A iniciativa de live marketing de rua e prestação de serviço reforça o planejamento institucional da companhia de democratizar o acesso a conteúdos voltados à educação do consumidor, em um momento de consolidação do mercado regulado de apostas no país. Desde a vigência das novas regras governamentais para o setor, temas como jogo responsável, proteção aos direitos dos usuários e a correta identificação de operadoras autorizadas ganharam urgência, elevando a demanda por canais de informação acessíveis.

Concebida originalmente para atuar como uma plataforma de orientação e auditoria para os apostadores, a Olho na BET centraliza em seu portal análises técnicas sobre as casas de apostas licenciadas pela Secretaria de Prêmios e Apostas. O canal produz conteúdos focados em compliance, transparência, regras de usabilidade e boas práticas de consumo.

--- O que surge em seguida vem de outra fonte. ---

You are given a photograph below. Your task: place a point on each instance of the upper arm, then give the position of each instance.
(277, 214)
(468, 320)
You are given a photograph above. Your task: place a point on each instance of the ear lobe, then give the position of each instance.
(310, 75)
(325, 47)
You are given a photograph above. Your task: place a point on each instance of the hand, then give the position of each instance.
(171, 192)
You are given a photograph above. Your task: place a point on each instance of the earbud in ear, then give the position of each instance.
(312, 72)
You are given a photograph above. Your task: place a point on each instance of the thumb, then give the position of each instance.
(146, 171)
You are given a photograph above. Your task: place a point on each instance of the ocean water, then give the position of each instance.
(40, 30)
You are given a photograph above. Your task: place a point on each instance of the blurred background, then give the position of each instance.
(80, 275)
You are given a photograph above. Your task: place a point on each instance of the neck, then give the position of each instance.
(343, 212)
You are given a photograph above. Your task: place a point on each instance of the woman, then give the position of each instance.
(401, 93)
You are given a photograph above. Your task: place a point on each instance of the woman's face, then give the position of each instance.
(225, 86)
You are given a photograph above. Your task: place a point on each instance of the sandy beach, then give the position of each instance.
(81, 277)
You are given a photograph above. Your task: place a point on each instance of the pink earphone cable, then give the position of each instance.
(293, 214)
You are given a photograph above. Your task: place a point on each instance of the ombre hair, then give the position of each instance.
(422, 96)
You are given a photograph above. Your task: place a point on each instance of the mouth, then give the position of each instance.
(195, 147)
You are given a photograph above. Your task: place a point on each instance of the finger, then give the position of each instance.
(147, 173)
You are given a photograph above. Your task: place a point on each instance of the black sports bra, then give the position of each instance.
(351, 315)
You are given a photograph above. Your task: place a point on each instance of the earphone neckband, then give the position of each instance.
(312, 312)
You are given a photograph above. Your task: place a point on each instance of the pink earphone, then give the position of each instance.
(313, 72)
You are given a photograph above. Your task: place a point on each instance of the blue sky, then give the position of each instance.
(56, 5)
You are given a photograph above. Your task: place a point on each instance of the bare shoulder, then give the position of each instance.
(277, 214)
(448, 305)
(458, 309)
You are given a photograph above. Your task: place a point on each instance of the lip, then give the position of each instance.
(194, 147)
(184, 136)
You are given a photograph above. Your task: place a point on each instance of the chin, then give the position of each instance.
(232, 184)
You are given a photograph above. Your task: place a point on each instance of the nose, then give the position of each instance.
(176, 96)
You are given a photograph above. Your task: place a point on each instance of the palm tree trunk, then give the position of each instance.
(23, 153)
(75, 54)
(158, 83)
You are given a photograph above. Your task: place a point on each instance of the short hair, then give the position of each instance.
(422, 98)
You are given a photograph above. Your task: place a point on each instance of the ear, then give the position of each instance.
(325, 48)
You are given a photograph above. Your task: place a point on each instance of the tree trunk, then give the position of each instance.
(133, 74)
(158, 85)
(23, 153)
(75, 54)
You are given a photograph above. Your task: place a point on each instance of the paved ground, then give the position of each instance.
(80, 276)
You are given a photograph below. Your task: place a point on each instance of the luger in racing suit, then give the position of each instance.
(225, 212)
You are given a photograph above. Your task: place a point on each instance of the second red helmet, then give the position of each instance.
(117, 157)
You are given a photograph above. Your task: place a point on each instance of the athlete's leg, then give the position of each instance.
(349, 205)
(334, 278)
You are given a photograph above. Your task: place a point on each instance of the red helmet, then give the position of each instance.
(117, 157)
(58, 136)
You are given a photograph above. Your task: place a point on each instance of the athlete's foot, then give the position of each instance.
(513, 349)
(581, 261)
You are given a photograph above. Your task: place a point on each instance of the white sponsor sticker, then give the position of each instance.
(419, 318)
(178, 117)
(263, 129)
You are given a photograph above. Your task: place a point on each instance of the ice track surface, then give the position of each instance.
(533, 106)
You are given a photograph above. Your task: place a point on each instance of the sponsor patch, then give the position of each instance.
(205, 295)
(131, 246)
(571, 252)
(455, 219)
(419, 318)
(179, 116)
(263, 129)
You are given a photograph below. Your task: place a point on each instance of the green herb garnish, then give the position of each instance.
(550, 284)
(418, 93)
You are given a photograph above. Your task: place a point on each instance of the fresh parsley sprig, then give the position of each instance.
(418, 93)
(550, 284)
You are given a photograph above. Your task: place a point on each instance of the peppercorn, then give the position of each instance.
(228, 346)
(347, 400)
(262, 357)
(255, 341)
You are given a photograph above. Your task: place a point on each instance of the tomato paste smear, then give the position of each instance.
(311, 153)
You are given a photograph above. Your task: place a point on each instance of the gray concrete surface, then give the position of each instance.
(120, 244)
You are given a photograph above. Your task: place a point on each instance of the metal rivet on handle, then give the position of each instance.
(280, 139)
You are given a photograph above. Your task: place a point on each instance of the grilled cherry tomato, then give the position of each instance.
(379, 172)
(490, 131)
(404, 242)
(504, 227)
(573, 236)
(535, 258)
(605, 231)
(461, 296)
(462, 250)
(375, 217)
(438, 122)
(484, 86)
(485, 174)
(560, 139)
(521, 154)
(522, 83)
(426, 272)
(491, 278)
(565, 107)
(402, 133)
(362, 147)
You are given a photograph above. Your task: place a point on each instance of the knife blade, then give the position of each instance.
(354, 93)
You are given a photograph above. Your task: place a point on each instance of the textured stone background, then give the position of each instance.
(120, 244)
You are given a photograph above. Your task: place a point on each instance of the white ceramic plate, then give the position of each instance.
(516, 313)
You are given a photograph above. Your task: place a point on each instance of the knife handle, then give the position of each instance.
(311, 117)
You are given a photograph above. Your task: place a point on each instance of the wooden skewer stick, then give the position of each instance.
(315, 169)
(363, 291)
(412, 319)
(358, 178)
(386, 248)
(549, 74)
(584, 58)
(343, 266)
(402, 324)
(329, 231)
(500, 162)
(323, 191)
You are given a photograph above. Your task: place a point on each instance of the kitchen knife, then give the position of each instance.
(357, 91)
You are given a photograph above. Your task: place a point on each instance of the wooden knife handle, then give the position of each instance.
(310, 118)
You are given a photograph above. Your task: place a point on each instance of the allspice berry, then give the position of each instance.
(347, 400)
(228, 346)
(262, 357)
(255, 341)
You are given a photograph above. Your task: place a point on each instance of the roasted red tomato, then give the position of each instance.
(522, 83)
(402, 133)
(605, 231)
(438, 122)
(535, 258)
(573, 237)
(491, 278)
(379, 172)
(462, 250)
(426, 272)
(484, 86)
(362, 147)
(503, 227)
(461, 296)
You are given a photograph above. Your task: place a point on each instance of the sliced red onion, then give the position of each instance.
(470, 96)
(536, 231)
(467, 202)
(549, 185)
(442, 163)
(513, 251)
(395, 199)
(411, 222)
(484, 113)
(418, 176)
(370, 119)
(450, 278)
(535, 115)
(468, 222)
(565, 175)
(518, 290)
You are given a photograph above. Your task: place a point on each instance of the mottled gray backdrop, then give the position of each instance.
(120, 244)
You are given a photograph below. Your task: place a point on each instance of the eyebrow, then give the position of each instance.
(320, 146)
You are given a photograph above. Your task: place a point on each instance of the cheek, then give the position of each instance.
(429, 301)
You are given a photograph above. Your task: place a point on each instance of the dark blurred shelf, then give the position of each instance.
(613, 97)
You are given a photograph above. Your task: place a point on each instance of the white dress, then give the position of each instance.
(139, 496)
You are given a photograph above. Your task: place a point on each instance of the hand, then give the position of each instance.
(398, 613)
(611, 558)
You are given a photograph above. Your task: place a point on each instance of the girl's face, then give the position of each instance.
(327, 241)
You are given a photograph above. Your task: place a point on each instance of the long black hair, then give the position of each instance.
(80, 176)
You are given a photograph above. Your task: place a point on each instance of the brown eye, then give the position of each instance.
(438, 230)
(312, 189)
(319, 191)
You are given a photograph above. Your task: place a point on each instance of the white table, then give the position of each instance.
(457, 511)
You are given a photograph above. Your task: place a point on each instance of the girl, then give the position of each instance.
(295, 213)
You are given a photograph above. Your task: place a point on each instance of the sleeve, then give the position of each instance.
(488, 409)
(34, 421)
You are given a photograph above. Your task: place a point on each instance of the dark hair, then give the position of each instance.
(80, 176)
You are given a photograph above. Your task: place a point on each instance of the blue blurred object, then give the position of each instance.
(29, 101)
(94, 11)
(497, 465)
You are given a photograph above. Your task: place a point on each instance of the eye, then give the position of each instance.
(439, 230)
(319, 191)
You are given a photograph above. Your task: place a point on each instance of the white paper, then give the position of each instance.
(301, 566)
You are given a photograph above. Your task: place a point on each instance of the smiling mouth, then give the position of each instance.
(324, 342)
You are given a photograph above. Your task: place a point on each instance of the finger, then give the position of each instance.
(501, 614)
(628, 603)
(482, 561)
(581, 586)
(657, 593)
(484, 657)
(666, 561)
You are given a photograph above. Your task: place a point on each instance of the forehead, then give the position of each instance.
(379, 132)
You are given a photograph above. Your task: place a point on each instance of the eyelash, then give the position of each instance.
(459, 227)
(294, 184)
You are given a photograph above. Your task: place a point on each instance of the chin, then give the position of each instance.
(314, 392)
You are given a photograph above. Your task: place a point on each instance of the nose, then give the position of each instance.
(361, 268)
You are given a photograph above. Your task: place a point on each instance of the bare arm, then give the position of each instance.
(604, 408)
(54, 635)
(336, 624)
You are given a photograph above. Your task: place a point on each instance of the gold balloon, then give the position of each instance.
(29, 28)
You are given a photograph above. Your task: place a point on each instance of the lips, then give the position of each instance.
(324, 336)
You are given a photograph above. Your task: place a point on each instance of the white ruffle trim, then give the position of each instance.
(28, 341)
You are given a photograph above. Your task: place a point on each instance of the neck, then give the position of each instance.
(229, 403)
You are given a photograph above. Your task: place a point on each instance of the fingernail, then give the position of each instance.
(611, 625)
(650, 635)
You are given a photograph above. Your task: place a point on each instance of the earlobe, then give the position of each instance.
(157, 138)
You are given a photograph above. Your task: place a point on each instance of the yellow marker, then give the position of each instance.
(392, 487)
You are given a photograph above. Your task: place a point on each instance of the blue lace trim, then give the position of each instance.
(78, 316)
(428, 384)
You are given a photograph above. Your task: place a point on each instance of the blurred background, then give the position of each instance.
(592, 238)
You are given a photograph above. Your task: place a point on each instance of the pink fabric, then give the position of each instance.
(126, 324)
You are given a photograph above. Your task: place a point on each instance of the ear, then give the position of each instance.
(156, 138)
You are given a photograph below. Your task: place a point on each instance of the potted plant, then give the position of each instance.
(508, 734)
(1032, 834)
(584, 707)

Dyene Galantini, cofundadora e CMO da Olho na BET, ressalta que a inserção da marca em ambientes de fluxo massivo de trabalhadores é vital para descentralizar o debate sobre a segurança financeira e o entretenimento digital. “A chegada da Olho na BET aos painéis da Eletromidia nos trens da SuperVia faz parte da nossa missão de democratizar o acesso à informação sobre um setor que movimenta milhões de brasileiros. A regulamentação representa um avanço importante, mas ela precisa ser acompanhada de educação e transparência. Queremos que as pessoas tenham mais conhecimento para tomar decisões conscientes e saibam identificar empresas que atuam dentro das regras estabelecidas no país.”

A migração do ecossistema online para os canais físicos de comunicação urbana foi planejada para aproximar os conceitos de responsabilidade social do cotidiano e do trajeto real da população. “Acreditamos que a construção de um mercado mais maduro depende também de informação. Estar presente em um meio de grande alcance como os trens da SuperVia é uma forma de levar esse debate para além do ambiente digital e reforçar que transparência e proteção ao consumidor devem estar no centro do desenvolvimento do setor”, complementa Dyene.

A ofensiva publicitária integra a estratégia de expansão nacional da Olho na BET. O movimento acompanha de perto a profissionalização e o amadurecimento do setor de apostas no Brasil, mercado que segue atraindo aportes de comunicação expressivos e demandando soluções inovadoras de brand experience voltadas a construir laços de segurança, credibilidade e confiança junto ao público final.